Для меня все было в новинку. Я знала, что люди нанимают секретарей. Я воображала себе всевозможные формы адюльтера вверх и вниз по Джон-Далтон-стрит, Кросс-стрит и Корн-Экс-чендж, но мы никогда не вдавались в матримониальность, скажем так (а если такое и происходило, клерки прятали от меня соответствующие документы); словом, мои представления о мужском двуличии были почерпнуты из романов Томаса Харди. Шестидесятые, эпоха свободной любви, остались позади, но этого еще не осознали в Уилмслоу, откуда мы ежедневно выбирались по будним дням на переполненной электричке в 7:45. Я догадывалась, почему Николетт перебралась на другую сторону площади. Старшему партнеру следовало проявлять скромность и не кичиться интрижками. Каплану, верно, что-то посулили взамен. Услуга за услугу, как в тот раз, когда они прислали нам новый степлер — наш вдруг развалился прямо у меня в руках.

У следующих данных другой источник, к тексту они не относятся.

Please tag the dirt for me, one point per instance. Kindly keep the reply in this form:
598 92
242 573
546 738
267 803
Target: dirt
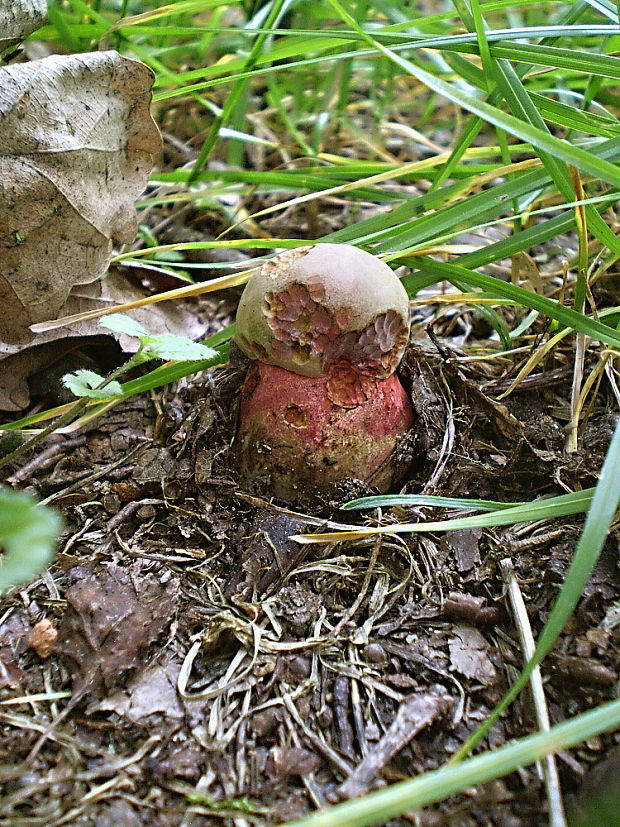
197 667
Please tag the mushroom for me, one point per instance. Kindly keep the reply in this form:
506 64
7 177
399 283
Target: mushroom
326 327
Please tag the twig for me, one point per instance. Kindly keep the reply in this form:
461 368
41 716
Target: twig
557 817
416 712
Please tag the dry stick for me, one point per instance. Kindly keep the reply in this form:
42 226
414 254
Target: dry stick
415 712
557 817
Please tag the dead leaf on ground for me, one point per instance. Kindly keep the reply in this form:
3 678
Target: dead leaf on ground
151 691
19 362
111 619
469 655
19 18
76 148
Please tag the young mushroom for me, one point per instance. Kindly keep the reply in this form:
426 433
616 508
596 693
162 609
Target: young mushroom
326 327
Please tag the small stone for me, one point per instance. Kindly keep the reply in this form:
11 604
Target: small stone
43 638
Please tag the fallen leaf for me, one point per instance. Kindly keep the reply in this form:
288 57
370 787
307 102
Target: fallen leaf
469 655
111 619
19 18
18 361
153 690
76 148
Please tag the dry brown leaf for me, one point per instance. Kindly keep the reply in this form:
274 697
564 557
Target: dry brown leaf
76 147
110 621
18 362
19 18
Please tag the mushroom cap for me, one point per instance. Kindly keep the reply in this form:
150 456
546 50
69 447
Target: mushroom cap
314 307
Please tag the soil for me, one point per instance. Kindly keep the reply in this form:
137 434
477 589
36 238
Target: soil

Прежде наша жизнь была совершенно безоблачной. Мы жили в доме, где не найти ни пылинки при всем желании, и моя мать с утра до вечера наводила в этом доме порядок. Сестра укатила в педагогический колледж. Я выросла одержимой аккуратисткой по натуре. Что касается отца, он был не из тех, кто обременяет других заботами. Порой в то лето он отправлял меня домой в одиночестве, объясняя, что ему нужно, мол, заняться бумажной работой, можно подумать, у старшего партнера юридической компании есть другие дела, ну там, дрова пилить или что-то подобное. Через меня он передавал, что готовить ничего не надо, что он вполне обойдется бутербродом, когда приедет. Мама все равно готовила, конечно, и оставляла еду томиться в жаропрочной посуде; в итоге еда в этой посуде и пригорала, поскольку отец дома не ужинал. А мама в сумерках выходила в сад, подвязывала поникшие стебли, ее ноги тонули в сырой земле, щедро политой на закате. Если звонил телефон, она кричала мне: «Иду-иду! Наверное, это твой отец». И я слышала, как она сбивает комья земли с обуви у задней двери.
Отцу периодически выпадало адвокатское дежурство, и в такие дни он нередко задерживался допоздна в полицейском участке. Мама, и без того бледная от природы, становилась еще бледнее, когда часовая стрелка подползала к одиннадцати. «Зачем он соглашается?! — причитала она. — Ведь старший партнер как-никак. Пусть Питер Меткаф отдувается. Или Уиллис, ему и тридцати нет».
Однажды, когда отец приехал, от него пахло алкоголем.
«Ты ведь не садился пьяным за руль?» — Мама выглядела встревоженной.
«На Миншалл-стрит такая атмосфера, — отшутился отец. — Опьяняет без вина».
«Ты знаешь эту девушку, Николетт? — спросила я. — Она иностранка, да?»
«Бланд? — уточнил он, потом пояснил матери: — Николетт Бланд. Работает у нас. Печатает. Не начинай, Виктория».
«Ах, эта, — сказала мама. — Кажется, молодой Каплан предложил ей повышение».